The Los Alamos National Laboratory (LANL) has the technical and safety chops both to manufacture plutonium pits and to lead new research on the nuclear-weapon cores, the head of the lab’s weapons program said Wednesday amid an intensifying turf war over the Department of Energy’s plutonium mission.

“Something that I’ve heard a lot talking with folks is a concern about whether you can really do the scientific R&D that is necessary at Los Alamos and balance that with the pit production mission,” Robert Webster, LANL’s principal associate director for weapons programs, said at the ExchangeMonitor’s annual Nuclear Deterrence Summit. “And the reality is, it works very well.”lanl

Webster spoke a day after Terry Wallace, LANL director for the last nine months of the current lab manager’s prime contract, touted the site’s fitness for a plutonium manufacturing mission it might soon have to share with DOE’s Savannah River Site in Aiken, S.C.
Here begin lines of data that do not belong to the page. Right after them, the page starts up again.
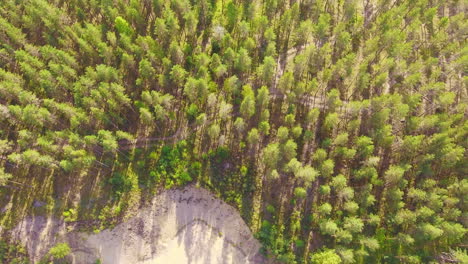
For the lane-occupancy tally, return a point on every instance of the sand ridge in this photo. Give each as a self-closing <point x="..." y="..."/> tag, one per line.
<point x="186" y="225"/>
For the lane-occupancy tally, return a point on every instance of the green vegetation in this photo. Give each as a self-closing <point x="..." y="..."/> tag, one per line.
<point x="337" y="128"/>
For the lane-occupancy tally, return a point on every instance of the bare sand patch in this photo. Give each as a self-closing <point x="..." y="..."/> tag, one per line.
<point x="181" y="226"/>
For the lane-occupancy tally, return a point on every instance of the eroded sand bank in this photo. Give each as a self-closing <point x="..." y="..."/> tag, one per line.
<point x="181" y="226"/>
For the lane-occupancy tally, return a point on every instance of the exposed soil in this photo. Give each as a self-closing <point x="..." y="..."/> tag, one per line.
<point x="181" y="226"/>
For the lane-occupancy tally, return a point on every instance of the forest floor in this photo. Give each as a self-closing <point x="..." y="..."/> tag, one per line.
<point x="186" y="225"/>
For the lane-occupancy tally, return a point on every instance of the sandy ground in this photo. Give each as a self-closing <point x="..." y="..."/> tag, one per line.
<point x="181" y="226"/>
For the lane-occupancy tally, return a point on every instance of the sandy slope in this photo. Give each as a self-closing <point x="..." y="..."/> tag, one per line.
<point x="180" y="226"/>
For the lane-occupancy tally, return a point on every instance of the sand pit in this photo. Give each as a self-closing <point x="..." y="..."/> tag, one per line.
<point x="181" y="226"/>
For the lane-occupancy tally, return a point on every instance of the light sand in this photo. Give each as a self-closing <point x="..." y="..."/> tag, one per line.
<point x="181" y="226"/>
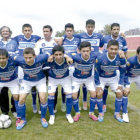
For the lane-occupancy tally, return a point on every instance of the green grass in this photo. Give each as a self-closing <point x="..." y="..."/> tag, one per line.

How soon is not clear, but the Pentagon has said it needs the department’s semiautonomous National Nuclear Security Administration (NNSA) to manufacture 80 pits annually by 2030.

Los Alamos has not made a war-ready plutonium pit since 2011, two years before a criticality safety scare prompted the government to shut down the lab’s plutonium facility, PF-4, for three years.

Webster said LANL handled the safety scare “in a fairly ham-handed way. And as a consequence, overall confidence in what was going on in PF-4 and in the confidence of the laboratory that was managing PF-4 dropped. So we paused.”

Now, however, PF-4 is again ready for manufacturing, once the Lawrence Livermore National Laboratory in California certifies some test pits LANL is making now are suitable for use in the U.S. arsenal.

Webster did not provide a timeline for finishing the test pits.

Whatever happens, the NNSA plans to put LANL on the hook for 30 cores a year, whenever the agency gets the nod to resume production of war-reserve pits that will be deployed in the arsenal, according to acting NNSA Administrator Steven Erhart. He added that the NNSA had not yet decided where to manufacture the other 50 pits the Pentagon wants about a decade from now. Savannah River is still in the mix, per an NNSA study that leaked to the press last year.